Infelizmente, os olhares me tornaram insegura. Por mais que alguns professores tentassem explorar meu potencial, como quando um deles me pediu para aprender a variação da Aurora do segundo ato de “A Bela Adormecida”, eu fingia que não era comigo, que minha técnica era limitada demais para isso.
Em 2018, criei coragem para dançar com sapatilha cor da pele. Até hoje lembro da sensação. Me sentia livre, bonita, delicada e eu mesma. Parecia que eu tinha um lugar no balé. Foi quando competi com o pas de deux de “Diana e Acteon”. Apesar das fotos terem ficado lindas, não ganhamos colocação.
Depois, usei novamente para dançar o pas de deux de “Harlequinade”. Era uma coreografia que sempre quis dançar por considerá-la fofa. E fui feliz quando pude realizar. Senti que flutuava no palco. Também não ganhamos a competição naquele ano.
Foi a partir desse movimento que senti as possibilidades do balé como reais para mim. A dança deixou de ser um fardo e passou a ser prazerosa. Cada dia parecia que seria o último dançando, por isso deveria ser aproveitado. Minha técnica foi melhorando também, era algo apontado por colegas e pela professora da época.
No entanto, ainda era algo que surpreendia a diretora da escola de dança. Por isso, ela ficou chocada quando um colega sugeriu que interpretasse Clara no “Quebra Nozes” de 2019. Eu havia sido escalada para um solo com a Dança do Chá, uma variação que estereotipa pessoas chinesas.
O pior, de fato, foi ter que dançar com meia e calça rosa. Ainda houve comentários sobre eu ter que me embranquecer a face porque se tratava de uma personagem chinesa. Não o fiz, tudo tem limite.
Mudei de escola depois desse episódio, indo para o Ballet Hugo Bianchi. Lá, fui tratada com o básico que jamais haviam me oferecido, me sentia vista e bem vinda. Tive que abdicar da bolsa no ano seguinte por causa de um estágio.
Só voltei a sofrer racismo em uma sala de balé dois anos depois, em 2023. Apliquei bolsa para outra escola privada da Capital, sendo contemplada com 100% em duas modalidades.

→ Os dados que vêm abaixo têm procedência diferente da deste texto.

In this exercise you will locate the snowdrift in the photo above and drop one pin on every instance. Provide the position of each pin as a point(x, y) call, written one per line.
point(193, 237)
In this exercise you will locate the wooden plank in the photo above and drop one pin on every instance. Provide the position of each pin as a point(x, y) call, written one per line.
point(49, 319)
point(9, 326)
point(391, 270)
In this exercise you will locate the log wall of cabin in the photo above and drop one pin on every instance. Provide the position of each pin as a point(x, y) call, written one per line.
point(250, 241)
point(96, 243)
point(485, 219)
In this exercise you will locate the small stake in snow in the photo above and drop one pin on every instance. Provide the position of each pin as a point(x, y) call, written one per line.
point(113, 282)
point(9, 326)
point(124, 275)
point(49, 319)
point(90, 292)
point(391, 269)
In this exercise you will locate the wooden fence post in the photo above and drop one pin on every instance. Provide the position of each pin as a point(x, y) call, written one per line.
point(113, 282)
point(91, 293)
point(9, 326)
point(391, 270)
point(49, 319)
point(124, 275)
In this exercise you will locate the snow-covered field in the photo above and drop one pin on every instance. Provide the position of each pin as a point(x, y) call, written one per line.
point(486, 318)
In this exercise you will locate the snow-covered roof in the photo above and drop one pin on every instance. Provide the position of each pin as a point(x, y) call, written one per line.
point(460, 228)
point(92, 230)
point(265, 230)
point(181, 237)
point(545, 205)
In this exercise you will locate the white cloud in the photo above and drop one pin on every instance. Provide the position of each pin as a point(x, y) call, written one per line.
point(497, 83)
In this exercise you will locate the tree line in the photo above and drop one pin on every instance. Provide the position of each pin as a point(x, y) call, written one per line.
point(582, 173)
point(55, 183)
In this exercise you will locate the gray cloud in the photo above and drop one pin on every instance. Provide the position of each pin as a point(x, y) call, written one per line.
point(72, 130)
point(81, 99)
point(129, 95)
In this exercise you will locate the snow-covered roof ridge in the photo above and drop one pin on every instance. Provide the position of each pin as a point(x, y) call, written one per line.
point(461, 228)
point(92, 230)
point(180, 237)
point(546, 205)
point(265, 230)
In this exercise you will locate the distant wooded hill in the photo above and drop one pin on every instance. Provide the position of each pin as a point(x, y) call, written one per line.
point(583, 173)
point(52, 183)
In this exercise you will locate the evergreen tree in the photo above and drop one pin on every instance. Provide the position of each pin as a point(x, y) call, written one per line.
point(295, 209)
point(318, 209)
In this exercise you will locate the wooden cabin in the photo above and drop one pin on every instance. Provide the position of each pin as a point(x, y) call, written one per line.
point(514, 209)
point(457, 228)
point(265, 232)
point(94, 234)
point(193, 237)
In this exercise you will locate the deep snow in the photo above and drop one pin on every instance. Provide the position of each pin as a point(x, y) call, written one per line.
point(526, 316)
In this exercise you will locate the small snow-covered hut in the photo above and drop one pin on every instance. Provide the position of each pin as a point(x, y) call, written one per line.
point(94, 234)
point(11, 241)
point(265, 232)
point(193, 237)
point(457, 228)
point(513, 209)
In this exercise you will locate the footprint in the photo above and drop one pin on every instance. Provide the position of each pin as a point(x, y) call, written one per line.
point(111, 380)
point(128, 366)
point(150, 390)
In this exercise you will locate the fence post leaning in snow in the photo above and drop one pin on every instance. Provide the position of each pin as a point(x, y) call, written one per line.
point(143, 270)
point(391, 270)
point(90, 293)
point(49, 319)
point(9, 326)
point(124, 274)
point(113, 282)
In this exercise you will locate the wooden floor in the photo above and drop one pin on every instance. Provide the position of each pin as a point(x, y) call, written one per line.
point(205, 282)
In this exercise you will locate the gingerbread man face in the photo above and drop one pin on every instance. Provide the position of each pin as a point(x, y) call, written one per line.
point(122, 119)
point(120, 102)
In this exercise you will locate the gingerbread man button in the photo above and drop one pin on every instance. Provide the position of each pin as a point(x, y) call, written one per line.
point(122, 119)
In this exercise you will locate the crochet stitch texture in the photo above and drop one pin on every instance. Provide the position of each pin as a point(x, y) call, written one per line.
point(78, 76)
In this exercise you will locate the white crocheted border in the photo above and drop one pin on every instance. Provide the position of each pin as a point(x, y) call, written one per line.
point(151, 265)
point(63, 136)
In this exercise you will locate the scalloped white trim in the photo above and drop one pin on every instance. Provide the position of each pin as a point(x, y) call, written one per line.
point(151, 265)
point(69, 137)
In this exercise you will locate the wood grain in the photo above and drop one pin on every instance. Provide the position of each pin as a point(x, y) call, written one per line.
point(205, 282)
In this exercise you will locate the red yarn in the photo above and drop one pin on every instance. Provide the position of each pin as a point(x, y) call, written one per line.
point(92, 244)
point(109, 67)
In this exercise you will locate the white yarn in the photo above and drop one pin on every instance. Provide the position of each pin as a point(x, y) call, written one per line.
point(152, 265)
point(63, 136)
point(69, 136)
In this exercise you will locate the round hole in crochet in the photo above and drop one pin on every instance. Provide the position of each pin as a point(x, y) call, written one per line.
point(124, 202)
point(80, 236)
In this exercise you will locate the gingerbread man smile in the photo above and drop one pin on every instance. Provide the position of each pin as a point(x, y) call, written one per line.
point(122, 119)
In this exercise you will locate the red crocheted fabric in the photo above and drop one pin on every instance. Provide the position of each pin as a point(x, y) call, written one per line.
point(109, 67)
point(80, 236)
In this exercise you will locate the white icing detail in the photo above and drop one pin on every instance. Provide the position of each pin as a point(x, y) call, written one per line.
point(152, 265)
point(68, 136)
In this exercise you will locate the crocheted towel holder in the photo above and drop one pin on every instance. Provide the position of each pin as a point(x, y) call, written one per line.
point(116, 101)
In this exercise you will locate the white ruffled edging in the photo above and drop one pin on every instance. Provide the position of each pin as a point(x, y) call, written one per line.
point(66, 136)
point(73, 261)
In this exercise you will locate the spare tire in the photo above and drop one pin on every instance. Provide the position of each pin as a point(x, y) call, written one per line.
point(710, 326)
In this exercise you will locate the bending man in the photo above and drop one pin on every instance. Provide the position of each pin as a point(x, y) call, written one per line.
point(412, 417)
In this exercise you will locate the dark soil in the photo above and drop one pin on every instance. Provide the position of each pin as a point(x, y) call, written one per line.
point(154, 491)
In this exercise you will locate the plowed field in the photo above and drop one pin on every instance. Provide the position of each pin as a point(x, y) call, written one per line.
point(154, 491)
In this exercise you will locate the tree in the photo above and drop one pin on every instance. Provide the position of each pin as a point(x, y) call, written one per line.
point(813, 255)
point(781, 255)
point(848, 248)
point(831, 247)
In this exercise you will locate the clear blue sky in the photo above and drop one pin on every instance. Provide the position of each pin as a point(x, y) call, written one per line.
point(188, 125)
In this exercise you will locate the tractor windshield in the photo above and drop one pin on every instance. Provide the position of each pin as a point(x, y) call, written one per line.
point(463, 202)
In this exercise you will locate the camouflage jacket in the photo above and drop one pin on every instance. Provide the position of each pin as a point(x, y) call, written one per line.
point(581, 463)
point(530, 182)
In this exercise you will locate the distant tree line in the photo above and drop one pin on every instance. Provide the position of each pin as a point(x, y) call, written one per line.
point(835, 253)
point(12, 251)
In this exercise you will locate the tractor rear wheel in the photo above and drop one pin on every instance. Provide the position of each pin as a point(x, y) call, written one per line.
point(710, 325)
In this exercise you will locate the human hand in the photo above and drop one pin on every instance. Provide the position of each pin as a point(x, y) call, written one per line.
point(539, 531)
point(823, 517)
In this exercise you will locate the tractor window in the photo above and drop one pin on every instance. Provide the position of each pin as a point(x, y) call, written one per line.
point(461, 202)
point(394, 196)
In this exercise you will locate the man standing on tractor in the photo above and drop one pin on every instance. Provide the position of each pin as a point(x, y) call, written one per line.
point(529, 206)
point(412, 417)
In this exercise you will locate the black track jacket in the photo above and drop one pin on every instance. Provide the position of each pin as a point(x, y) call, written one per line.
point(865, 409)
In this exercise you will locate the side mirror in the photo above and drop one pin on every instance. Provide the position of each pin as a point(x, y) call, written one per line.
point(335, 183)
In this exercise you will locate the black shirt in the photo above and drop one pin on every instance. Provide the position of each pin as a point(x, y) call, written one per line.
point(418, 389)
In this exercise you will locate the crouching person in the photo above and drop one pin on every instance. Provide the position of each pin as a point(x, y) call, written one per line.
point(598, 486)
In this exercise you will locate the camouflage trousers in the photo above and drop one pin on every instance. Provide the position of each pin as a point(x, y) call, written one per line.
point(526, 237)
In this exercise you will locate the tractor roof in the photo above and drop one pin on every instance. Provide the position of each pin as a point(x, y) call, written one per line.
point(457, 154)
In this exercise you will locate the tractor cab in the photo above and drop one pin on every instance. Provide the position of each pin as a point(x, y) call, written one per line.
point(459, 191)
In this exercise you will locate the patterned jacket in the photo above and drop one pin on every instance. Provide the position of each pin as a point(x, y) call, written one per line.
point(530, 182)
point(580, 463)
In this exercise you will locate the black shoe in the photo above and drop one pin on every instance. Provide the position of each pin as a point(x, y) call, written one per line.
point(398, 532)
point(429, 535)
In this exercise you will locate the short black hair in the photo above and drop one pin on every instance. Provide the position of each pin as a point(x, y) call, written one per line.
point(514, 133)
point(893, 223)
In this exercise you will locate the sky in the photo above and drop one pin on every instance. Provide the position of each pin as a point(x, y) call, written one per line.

Porém, no primeiro dia de aula de balé, a professora branca fez com que eu me sentisse tão não pertencente ali com comentários e olhares, que entrei em pânico. Tive uma crise de ansiedade e decidi não voltar mais. São 2 anos sem dançar, já que antes eu tinha feito uma pausa de seis meses para terminar meu trabalho de conclusão de curso da faculdade.